19/03/2014
Críticas duras à medida do governo

Críticas duras à medida do governo

19 de março de 2014


O jurista Ives Gandra Martins acompanha de perto o desenrolar da Medida Provisória 627. A seguir, sua opinião.

Diário do Comércio – Qual a sua análise sobre a MP 627, em tramitação no Congresso?

Ives Gandra – A MP está gerando uma instabilidade jurídica porque impõe critérios de uma contabilidade universal para uma legislação específica de contabilidade tributária. São duas linguagens que, apesar de haver alguns pontos em comum, são muito distintas. Possuem aspectos diferentes em função da sua finalidade. A legislação tributária para imposto de renda objetiva exclusivamente verificar se houve ‘aquisição de disponibilidade econômica ou jurídica’. Enquanto a legislação contábil dá um retrato empresarial das movimentações e de patrimônio de uma empresa. Pelo fato de a MP ser uma legislação ordinária, não poderia contrariar o artigo 43 do Código Tributário Nacional (CTN), que é lei com eficácia de lei complementar. Esse atropelo vai gerar muita discussão judicial.

DC – O senhor poderia dar um exemplo de insegurança jurídica provocada pela norma?

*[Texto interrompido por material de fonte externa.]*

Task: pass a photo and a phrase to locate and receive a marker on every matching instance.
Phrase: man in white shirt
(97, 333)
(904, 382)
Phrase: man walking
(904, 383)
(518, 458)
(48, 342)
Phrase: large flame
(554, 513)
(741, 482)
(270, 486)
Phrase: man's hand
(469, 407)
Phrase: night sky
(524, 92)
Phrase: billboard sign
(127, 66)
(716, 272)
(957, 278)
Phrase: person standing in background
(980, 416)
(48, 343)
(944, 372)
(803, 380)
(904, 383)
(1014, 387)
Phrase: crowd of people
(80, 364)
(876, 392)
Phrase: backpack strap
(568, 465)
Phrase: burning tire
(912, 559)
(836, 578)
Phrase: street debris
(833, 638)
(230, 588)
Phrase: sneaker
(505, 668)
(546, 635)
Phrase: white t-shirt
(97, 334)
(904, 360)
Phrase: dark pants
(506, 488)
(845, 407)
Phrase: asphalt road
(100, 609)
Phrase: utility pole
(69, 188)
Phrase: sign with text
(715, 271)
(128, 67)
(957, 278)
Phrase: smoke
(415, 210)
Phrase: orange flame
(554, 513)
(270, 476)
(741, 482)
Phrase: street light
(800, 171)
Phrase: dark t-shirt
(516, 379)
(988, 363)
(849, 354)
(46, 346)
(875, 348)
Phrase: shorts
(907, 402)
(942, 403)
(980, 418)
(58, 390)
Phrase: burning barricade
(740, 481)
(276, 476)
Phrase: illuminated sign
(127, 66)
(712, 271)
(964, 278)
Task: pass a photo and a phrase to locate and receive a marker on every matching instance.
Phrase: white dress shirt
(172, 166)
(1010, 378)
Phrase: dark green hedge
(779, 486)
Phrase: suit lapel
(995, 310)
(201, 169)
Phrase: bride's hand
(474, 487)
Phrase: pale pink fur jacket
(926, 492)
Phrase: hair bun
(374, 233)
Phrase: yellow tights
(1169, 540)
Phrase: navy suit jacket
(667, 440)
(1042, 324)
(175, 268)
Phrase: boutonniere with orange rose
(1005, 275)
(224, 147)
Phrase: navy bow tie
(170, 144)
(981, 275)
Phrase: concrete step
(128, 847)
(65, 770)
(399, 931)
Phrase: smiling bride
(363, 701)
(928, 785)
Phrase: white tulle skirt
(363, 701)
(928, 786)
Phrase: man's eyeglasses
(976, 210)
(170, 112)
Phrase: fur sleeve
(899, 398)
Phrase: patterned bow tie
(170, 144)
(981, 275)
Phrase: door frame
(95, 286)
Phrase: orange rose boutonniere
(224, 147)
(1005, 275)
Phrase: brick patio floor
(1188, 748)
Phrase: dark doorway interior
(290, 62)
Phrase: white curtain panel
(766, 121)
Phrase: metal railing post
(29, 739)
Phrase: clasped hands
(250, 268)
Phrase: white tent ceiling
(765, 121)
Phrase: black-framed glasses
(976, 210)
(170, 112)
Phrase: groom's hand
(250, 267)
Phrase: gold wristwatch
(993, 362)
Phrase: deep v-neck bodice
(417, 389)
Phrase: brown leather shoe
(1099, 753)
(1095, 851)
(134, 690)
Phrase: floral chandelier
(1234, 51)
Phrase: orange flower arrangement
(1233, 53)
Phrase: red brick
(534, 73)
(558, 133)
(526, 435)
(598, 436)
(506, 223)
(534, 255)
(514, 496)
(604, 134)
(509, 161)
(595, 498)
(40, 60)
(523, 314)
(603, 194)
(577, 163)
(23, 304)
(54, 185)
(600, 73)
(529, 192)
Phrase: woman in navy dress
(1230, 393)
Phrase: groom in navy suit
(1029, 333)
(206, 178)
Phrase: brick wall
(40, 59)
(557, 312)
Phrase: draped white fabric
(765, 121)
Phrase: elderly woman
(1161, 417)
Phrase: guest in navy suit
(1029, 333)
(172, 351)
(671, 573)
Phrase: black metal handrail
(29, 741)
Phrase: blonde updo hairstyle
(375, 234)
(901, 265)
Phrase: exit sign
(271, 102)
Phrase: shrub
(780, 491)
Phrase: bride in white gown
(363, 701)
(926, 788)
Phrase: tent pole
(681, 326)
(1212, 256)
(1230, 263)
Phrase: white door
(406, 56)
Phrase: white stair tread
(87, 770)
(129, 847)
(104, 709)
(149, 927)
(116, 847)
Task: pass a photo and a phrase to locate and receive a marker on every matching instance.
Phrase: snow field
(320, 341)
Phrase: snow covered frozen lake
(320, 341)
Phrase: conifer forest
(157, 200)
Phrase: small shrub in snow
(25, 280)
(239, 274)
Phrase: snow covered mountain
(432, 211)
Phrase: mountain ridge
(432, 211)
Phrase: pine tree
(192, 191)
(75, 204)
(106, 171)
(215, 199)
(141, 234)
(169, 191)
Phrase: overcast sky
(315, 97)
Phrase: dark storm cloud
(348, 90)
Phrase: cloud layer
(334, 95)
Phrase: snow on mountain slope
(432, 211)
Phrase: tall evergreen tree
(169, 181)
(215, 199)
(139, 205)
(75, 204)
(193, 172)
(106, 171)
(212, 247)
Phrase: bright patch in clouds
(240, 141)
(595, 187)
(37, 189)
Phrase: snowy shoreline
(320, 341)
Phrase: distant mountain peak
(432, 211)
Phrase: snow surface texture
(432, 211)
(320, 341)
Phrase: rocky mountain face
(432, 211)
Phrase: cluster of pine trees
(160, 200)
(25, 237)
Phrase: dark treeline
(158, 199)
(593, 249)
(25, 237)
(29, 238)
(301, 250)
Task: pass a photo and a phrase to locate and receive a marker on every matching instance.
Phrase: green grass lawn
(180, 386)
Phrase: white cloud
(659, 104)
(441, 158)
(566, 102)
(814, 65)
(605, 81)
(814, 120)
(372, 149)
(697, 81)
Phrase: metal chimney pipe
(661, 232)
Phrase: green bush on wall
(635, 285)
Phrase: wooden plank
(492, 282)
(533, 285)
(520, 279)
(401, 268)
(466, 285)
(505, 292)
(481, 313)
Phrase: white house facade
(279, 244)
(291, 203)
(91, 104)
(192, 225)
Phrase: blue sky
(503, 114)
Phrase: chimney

Ives Gandra – Uma pessoa física que possui ação de uma companhia estrangeira. Pelo texto da MP, haverá tributação mesmo que não haja a distribuição do lucro. O Supremo Tribunal Federal (STF), ao julgar uma Adin (Ação Direta de Inconstitucionalidade) sobre o tema, já havia decidido que as empresas coligadas não podem ser tributadas. No caso das empresas controladoras, a matéria continua em discussão. Com a MP, o governo retoma o assunto com a pretensão de tributar o lucro de todas as empresas, inclusive de controladas ou coligadas indiretas, como de uma empresa estrangeira que tem como acionista empresa brasileira, mesmo que não disponibilizado, ou seja, não distribuído.

DC – Como, então, adotar critérios de uma contabilidade com bases universais sem gerar conflito como o atual?

Ives Gandra – Modificando o conceito de renda contido no CTN por uma lei complementar. O artigo 43 diz: O imposto, de competência da União, sobre a renda e proventos de qualquer natureza tem como fato gerador a aquisição da disponibilidade econômica ou jurídica. A MP estabelece ainda a tributação de algo que não foi disponibilizado nem no exterior. É da mais forte inconstitucionalidade a retroatividade, vale dizer, a cobrança do passado, visto que se trata de cláusula pétrea. Mais um exemplo: uma empresa estrangeira que distribui lucros para outra empresa estrangeira, esta controlada ou coligada a empresa nacional, o lucro da segunda empresa estrangeira não disponibilizado nem para a outra empresa estrangeira, terminaria por ser tributado no Brasil.